Her glance was, for the moment, frosty. He knew, now, how she might have earned that other, opprobrious nickname that he’d seen Joe punch a man half-way across the hangar for using in his hearing. Nevertheless, he was not without courage. It was for lack of the right skills that he had never flown with the Legion, not the lack of the right spirit. He pressed on.

“Well? Now you know I’m a pervert? A law-breaker?”

Her infinitely aristocratic lip curled.

” We-ll, if this was one of those times when I have to consider such matters under King’s Regulations then I grant things might be a lee-tle awkward. Fortunately, our little local difficulty back in 1776 makes King’s Regulations sublimely irrelevant to you. “

That dispassionate, one-eyed glance swept over him again.

“And even their Lords of the Admiralty’s disapproval tends to be based on their belief that that sort of thing is likely to prejudice the good order and discipline of the vessel or the safety of the ship, rather than anything else.”

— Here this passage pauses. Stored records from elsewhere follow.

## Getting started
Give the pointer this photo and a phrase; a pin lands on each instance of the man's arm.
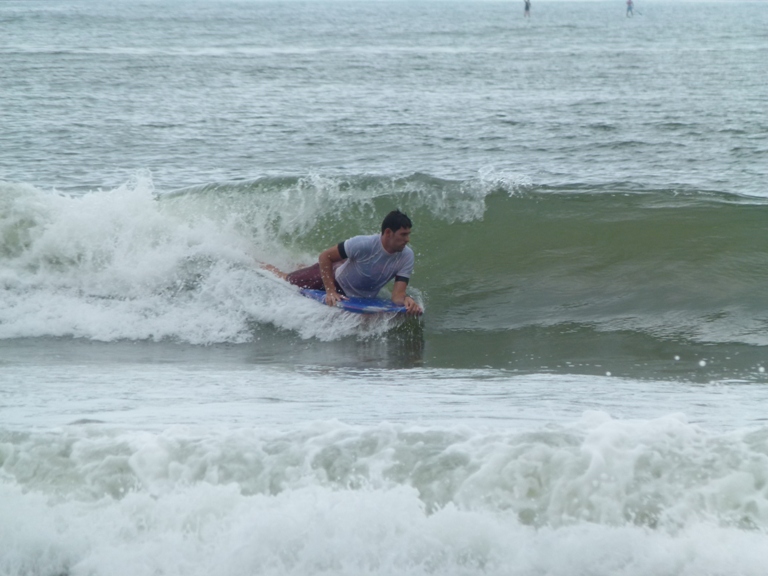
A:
(399, 297)
(326, 259)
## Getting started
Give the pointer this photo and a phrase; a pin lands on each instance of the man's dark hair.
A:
(395, 220)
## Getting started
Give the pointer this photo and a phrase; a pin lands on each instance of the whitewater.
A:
(585, 393)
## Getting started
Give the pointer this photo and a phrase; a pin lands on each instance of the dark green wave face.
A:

Her eye rested on him for the moment. Her lips relaxed from their expression of frozen chill.

“Dex, I never thought for one instant you would ever do anything to prejudice the safety of any ship Joe was sailing on at the relevant time. After all, you’re here now.”

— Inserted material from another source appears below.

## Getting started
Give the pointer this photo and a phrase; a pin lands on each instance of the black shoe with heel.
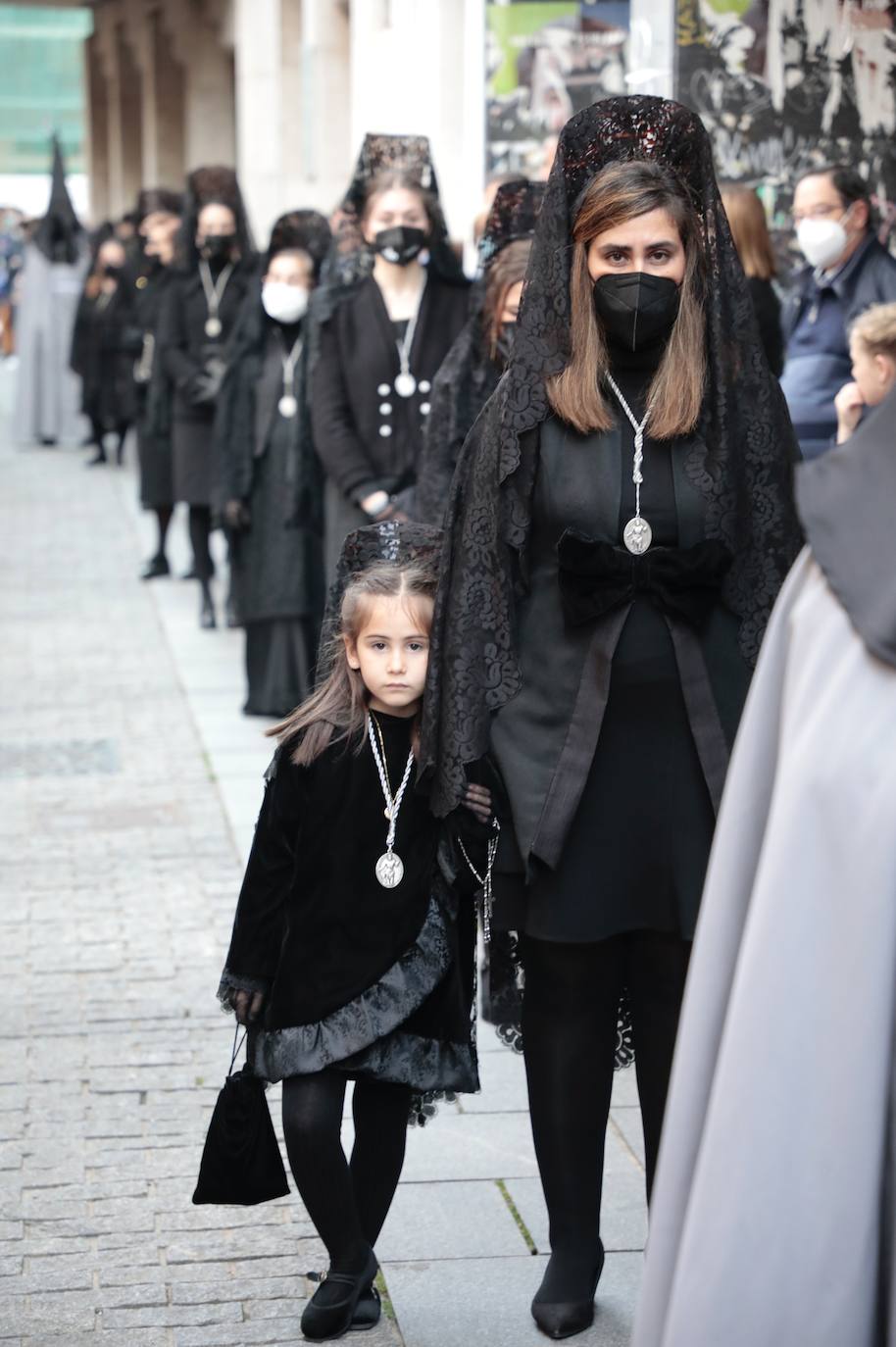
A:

Her long forefinger tapped down on the incriminating message on the tablecloth.

“Contrary, it seems, to the expectations of our anonymous friend here.”

And also unlike someone else we could both mention. But won’t. hung in the air between them.

Her smile became unambiguously warm for the first time that evening.

“Go on, Dex. Whatever I might think about anything else, I can’t care for a law that turns honest men into traitors for sheer fear. Come on. We’d best be going. You to pack, and I - I’ve got some telegrams to send.”

Franky raised an arm in an imperious gesture, summoning the waiter. When the check arrived on its little silver tray she captured it despite Dex’s protests, and dropped two bills down, waving off the waiter’s mutters about change in a way that suggested either she was used to tipping with wild generosity or that she hadn’t quite managed to adjust to the dollar/sterling exchange rate.

“After all,” she said with a subtle, serpentine smile as he handed her into her car before finding his own in the restaurant parking lot, and catching (as he had) the parting, anxious glance of the family from the adjoining table as they bundled into a Black Ford coupe, “it would never do if we weren’t going to live down to their expectations, the both of us, would it?”